Peter Ryan, from the University of Cape Town in South Africa, observed and counted bird populations. He discovered that one of the largest colonies of king penguins, on Pig Island in the Crozet archipelago, had declined drastically – he estimates the numerical loss to be around 75%. “That’s around half a million animals,” says Walton. “We don’t know if they’ve died or migrated to other colonies, like the one in St. Andrews Bay, in South Georgia, which is actually in a growth phase.”

More complete and detailed results will be published in the coming months.

Detailed information on SPI and ACE can be found on

"We urgently need to coordinate our efforts."

Konrad Steffen, a glaciologist and the new scientific director of the Swiss Polar Institute (SPI), has been involved in polar research for the past 40 years. His work has focused primarily on the Arctic, particularly the changes taking place within Greenland's ice sheet. He is also a professor at ETH Zurich and director of the Swiss Federal Institute for Forest, Snow and Landscape Research WSL.

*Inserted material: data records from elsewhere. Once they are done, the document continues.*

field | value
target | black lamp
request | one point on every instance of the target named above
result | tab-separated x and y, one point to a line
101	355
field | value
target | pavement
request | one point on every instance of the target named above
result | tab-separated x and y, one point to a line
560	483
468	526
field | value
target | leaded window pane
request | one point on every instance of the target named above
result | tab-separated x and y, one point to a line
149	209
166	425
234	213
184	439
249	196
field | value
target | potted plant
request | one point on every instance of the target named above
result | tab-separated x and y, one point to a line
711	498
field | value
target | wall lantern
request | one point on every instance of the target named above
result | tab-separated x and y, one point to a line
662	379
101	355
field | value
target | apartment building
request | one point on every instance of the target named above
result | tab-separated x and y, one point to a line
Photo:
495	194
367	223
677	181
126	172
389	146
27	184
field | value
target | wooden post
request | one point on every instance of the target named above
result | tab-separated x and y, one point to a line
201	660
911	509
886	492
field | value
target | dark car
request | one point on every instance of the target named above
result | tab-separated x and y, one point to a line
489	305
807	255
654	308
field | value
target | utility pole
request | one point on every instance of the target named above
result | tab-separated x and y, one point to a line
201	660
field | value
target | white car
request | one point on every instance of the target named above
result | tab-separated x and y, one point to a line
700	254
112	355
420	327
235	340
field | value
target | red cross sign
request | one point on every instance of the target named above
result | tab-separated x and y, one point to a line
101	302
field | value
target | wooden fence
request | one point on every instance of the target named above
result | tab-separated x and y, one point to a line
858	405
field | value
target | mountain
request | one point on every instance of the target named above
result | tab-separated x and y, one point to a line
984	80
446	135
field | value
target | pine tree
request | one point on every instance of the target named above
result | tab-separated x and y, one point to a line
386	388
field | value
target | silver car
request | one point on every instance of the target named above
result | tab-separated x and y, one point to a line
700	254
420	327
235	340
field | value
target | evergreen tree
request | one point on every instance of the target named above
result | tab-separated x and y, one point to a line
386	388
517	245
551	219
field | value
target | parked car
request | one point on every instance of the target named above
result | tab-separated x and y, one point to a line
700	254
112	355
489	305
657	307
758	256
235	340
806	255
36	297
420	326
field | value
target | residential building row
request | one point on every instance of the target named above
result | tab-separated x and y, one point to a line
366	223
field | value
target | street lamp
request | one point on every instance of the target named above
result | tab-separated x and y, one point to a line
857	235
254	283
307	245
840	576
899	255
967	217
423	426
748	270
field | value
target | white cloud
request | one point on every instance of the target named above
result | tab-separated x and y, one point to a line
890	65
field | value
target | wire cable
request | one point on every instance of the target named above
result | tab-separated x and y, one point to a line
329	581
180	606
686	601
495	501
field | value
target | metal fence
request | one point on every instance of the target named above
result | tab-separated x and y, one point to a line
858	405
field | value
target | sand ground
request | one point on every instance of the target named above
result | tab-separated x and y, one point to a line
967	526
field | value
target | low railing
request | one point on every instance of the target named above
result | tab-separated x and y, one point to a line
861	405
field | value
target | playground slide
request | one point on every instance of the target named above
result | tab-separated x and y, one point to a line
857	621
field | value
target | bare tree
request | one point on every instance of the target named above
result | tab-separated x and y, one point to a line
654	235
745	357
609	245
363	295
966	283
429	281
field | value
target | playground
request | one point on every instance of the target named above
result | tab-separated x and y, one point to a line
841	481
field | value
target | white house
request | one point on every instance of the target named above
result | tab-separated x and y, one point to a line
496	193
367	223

  • Professor Steffen, why is the Swiss Polar Institute so necessary today?

Research in this field tended to be conducted by small groups that organized their own expeditions and ran their own projects. In Switzerland, there had never been any kind of initiative aimed at coordinating all this work. The effects of climate change on polar and alpine regions are now so evident that we urgently need to coordinate our efforts and conduct cross-disciplinary research. This is what we did with the ACE project, where researchers from fields like oceanography, glaciology and biology came together in an attempt to improve our understanding of the climate-change process in a region.

  • What for you is the top priority when it comes to the polar regions?

At the SPI, one of our aims is to devise a strategic plan within the scientific community. More personally, I think that we urgently need to assess the mass balance of ice sheets across the globe. That's what will have the greatest and swiftest impact in terms of rising sea levels and changes to our coastlines. Instead of studying individual glaciers in the Alps, we need to look at the bigger picture and observe in detail how the atmosphere interacts with large ice sheets, such as those in Greenland and the Antarctic. We need to connect the dots to see how the system as a whole is affected.

  • What made the ACE such an innovative expedition?

There have been many scientific expeditions to the Antarctic, but they usually only cover part of the continent. This was the first time that an expedition went all the way around the continent in one three-month period, studying all the oceans during the same season. That provides a fuller picture of the issues, such as microplastics – during the trip, we really saw that they were everywhere! The expedition also served up attractive career opportunities for budding young scientists and enabled several research groups to establish long-term partnerships.

  • Are any other expeditions in the pipeline?

Yes, the next one is planned for 2019. The aim is to sail around Greenland. We are in the process of looking for a vessel and determining what sort of research will be undertaken during the trip.